Quantum error correction theory is built on stochastic noise models. Errors are Pauli operators — X, Y, Z — applied randomly to qubits with some probability. The decoder identifies which errors occurred and corrects them. The error threshold — the noise rate below which logical error rates decrease with code size — is computed under these stochastic assumptions.

Real quantum computers don't produce stochastic errors. They produce coherent errors.

The distinction matters enormously. Coherent errors — small unitary rotations, systematic miscalibrations, crosstalk — don't randomly flip qubits. They rotate quantum states by small, correlated angles. When mapped to an equivalent stochastic model, their effective error rate is higher than the raw rotation angle would suggest. A coherent error with amplitude ε produces logical error rates comparable to a stochastic error with probability ε, not ε². The squaring that makes small errors negligible in the stochastic picture vanishes.

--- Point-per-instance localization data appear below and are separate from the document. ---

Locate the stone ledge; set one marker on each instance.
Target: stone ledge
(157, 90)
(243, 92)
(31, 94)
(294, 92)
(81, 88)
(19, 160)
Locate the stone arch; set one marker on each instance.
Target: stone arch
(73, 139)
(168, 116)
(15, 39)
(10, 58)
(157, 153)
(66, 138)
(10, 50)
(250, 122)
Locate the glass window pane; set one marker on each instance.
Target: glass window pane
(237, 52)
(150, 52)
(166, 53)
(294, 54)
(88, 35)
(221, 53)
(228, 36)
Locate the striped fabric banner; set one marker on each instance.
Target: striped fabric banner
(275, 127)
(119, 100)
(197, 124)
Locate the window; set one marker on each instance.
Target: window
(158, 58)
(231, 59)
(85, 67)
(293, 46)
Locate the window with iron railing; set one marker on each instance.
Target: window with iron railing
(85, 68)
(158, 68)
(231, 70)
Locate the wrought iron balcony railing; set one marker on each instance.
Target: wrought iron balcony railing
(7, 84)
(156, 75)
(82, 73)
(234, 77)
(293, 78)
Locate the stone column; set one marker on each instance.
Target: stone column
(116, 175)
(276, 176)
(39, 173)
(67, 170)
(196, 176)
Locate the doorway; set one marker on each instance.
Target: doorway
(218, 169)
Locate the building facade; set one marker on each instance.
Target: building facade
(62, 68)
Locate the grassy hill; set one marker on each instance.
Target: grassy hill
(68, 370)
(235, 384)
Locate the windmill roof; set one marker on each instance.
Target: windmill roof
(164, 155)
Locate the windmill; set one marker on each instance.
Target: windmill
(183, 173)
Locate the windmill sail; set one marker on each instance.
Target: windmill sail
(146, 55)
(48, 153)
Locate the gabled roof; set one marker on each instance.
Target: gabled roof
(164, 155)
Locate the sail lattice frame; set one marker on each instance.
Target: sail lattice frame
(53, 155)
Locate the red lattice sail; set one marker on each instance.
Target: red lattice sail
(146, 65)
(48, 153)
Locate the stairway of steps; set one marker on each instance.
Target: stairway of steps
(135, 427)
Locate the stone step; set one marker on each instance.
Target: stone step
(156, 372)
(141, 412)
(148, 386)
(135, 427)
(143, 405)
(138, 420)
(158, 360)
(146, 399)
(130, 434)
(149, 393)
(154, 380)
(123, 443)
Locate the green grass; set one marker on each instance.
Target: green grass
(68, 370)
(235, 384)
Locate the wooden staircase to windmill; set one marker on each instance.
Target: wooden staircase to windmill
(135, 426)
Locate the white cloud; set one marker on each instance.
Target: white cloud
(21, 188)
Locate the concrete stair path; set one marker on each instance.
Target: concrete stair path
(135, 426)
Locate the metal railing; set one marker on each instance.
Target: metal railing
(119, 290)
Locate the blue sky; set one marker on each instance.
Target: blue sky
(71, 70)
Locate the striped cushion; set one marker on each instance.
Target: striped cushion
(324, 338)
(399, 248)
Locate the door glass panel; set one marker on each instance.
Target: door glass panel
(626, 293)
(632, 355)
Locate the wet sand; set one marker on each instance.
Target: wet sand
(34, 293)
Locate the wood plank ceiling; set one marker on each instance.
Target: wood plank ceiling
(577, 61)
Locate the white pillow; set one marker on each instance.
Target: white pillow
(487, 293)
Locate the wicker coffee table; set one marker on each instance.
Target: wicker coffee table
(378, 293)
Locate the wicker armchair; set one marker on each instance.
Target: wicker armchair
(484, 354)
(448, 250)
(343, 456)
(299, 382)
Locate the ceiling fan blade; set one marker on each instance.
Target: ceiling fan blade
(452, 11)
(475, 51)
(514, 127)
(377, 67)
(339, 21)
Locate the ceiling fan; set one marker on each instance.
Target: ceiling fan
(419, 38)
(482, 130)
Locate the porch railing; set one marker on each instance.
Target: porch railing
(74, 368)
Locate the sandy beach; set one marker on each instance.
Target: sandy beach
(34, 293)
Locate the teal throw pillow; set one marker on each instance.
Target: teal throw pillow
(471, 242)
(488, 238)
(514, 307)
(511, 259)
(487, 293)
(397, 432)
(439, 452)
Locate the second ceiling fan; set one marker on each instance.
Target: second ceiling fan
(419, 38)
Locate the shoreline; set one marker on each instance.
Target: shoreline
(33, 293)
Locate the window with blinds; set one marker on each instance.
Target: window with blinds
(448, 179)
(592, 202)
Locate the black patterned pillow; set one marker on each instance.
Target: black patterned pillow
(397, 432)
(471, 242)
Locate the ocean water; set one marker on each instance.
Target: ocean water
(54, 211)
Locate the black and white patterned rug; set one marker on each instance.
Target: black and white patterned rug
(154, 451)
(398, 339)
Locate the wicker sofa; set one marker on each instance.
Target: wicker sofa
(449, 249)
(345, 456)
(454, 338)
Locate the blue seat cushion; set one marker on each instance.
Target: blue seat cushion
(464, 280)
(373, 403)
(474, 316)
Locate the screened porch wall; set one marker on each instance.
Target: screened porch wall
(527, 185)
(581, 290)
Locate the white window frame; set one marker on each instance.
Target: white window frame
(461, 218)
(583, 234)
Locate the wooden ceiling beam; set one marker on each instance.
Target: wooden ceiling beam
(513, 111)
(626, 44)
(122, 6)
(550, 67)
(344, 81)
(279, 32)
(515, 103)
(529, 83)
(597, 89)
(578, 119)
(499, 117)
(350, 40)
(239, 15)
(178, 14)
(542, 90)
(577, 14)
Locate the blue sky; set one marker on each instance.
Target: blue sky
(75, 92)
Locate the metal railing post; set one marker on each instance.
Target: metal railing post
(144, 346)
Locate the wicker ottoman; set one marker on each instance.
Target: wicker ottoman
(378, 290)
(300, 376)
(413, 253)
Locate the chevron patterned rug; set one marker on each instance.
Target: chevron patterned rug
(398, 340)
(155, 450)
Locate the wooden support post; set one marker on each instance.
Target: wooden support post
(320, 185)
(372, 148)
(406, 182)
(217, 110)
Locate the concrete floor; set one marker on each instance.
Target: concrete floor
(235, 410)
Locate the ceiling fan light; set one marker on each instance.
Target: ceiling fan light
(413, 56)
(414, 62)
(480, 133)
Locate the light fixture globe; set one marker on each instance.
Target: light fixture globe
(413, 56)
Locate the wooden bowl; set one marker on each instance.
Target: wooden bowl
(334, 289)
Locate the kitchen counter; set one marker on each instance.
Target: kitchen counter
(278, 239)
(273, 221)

The practical consequence: coherent errors can shift fault-tolerance thresholds, increase the space-time cost of magic state cultivation, and boost logical error rates tenfold compared to equivalent stochastic errors. The same physical noise rate that sits comfortably below threshold in a Pauli simulation can sit above threshold when coherence is included. The safety margin shrinks or disappears.

The authors develop an efficient simulation technique — mapping arbitrary Markovian errors to detector error models — that makes these assessments computationally tractable. The tool exists. The question is whether the quantum computing community incorporates it into hardware benchmarks or continues validating against the stochastic idealization.

The error model is not just a simplification. It is a load-bearing assumption in every threshold calculation. When the assumption is wrong, the threshold is wrong — and the hardware that appeared sufficient becomes insufficient without any physical change.